Build an MCP Server for LLM Tools
Key Points
- The Model Context Protocol (MCP), released by Anthropic in November 2024, standardizes how LLM agents communicate with external tools, eliminating the need for duplicated integrations across different frameworks.
- Building an MCP server lets you expose any existing API (e.g., a FastAPI employee churn predictor) as a universal tool that any LLM agent can call without custom wrappers.
- The tutorial demonstrates that a functional MCP server can be created in under 10 minutes using familiar Python tooling, showing the step‑by‑step process from project setup to endpoint exposure.
- MCP works with both paid and open‑source LLMs, and includes built‑in observability features so you can track which agents are invoking which tools.
- Once the MCP server is running, the same tool definition can be reused across any client or agent, dramatically simplifying integration and scaling of AI‑driven workflows.
Sections
- Rapid MCP Server Setup - A concise walkthrough showing how to create a Model Context Protocol (MCP) server in under ten minutes to standardize LLM tool integration while addressing paid model compatibility, observability, and deployment details.
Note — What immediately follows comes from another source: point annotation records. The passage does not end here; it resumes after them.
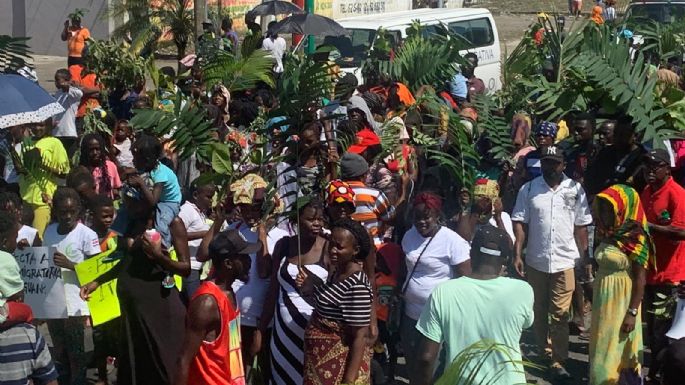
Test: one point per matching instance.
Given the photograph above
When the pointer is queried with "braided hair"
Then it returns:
(360, 235)
(7, 224)
(105, 185)
(8, 199)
- Setting Up Virtual Environment and Server - The speaker creates a Python virtual environment, installs the MCP CLI and requests packages using uv, generates a server.py file, and starts importing the necessary modules to build a FastMCP server.
- Calling Employee Churn Prediction API - The speaker walks through constructing a payload, extracting data from a list, and making a POST request with appropriate JSON headers to invoke an API that predicts whether an employee will churn.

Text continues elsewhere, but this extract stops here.